September 8, 2005
Trumped
Pentecost 17/19A
The grace of God is not about magic and certainly not about anything easy. It’s about something simple, that God can be trusted, but not taken for granted. It’s what can be called a “difficult simplicity.”
One discovers this fact of life along a way that twists and turns, where Yogi Berra’s advice, “When you come to a fork in the road, take it,” makes perfect sense. It is what those early disciples first called “The Way,” and what we later unfortunately called “Christianity.” We might better have stayed with them. For “The Way” is a name that catches all the delicious ambiguity of the Gospel, doesn’t lend itself to the outrageous misuse of the label “Christian,” and most nearly follows Yogi’s exegesis.
To be forgiven is to be found by the grace of God. It is, like C S Lewis, to be “surprised by joy.” It is not to care whether light is wave or particle, but to celebrate gladly that there is light at all, and that it’s suddenly bathing and basking in our corner of life. God’s offer (aka Holy Spirit) is there for all. Whether all accept it is another matter.
Peter seemed not so sure. He, like a lot of his type today, was not into ambiguity. He didn’t appear to have anything against forgiving, he just wanted to be careful not to overdo it. He didn’t ask Jesus whether to forgive, he simply wanted to know how much. “Lord, how often shall my brother sin against me, and I forgive him? As many as seven times?” (Mt 18.21)
Jesus’ answer of 490 times probably pleased him immensely, not because it surely overtaxed his capacities, but because Jesus gave him the kind of left-brain teaser he really cherished. Whether Peter would climb all over his brother on number 491 or whether Jesus put any limit at all on redemption is not mentioned. Neither is there any reference to what must surely have been Peter’s immense pleasure over Jesus restoring him to the fellowship after a mere three betrayals — and actually giving him the keys to the clubhouse, to boot.
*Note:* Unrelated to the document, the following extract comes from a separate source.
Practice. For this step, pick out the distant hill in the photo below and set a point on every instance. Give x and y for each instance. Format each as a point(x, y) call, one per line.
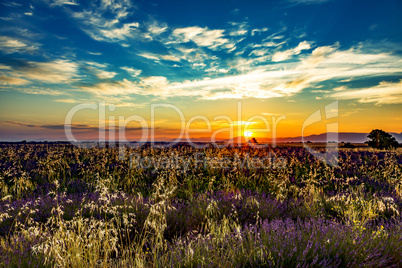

Forgiveness never comes easy — either giving it nor, especially, receiving it. The sin against the Holy Spirit, the so-called unforgivable sin, is precisely that not because God won’t forgive us, but because we won’t accept such reconciliation into God’s graces. By God’s imagining of us, we are free to choose. And that means we are free to refuse even God’s forgiveness.
Forgiveness, of course, never means to forget, nor does it mean there aren’t consequences nor punishments. What it does mean is that the connections are opened and kept open, the channels of communication are freed up, the vision, the eye-to-eye remains clear, the arms are open for embrace.
And forgiveness never means there are no risks. For the same painful exchange that created the need in the first place might well happen again. But, as well, the lack of forgiveness never means there is love or no grace, just that the love, the grace cannot break through to start its healing nourishment.
For we are the way God forgives. It is through you and me that God’s grace is known. It is when we — in the words of our baptismal covenant — “seek and serve Christ” in the other that grace explodes into our lives, and we are overwhelmed by it.
But then, if we just can’t buy all this, there’s always Oscar Wilde’s admonition that no less a worthy than St Paul confirmed. “Always forgive your enemies,” said Wilde, “nothing annoys them so much.” Whether or not he’d read St Paul, he was coming from the same place. Only Paul must have been beyond simply annoying somebody when he wrote, “If your enemy is hungry, feed him; if he is thirsty, give him drink; for by so doing you will heap burning coals upon his head” (Rms 12.20). Well, we might add, it could be a lot worse.
But then, Jesus trumped the both of them and all the rest of us when he said, simply, “Love your enemies” (Mt 5.44).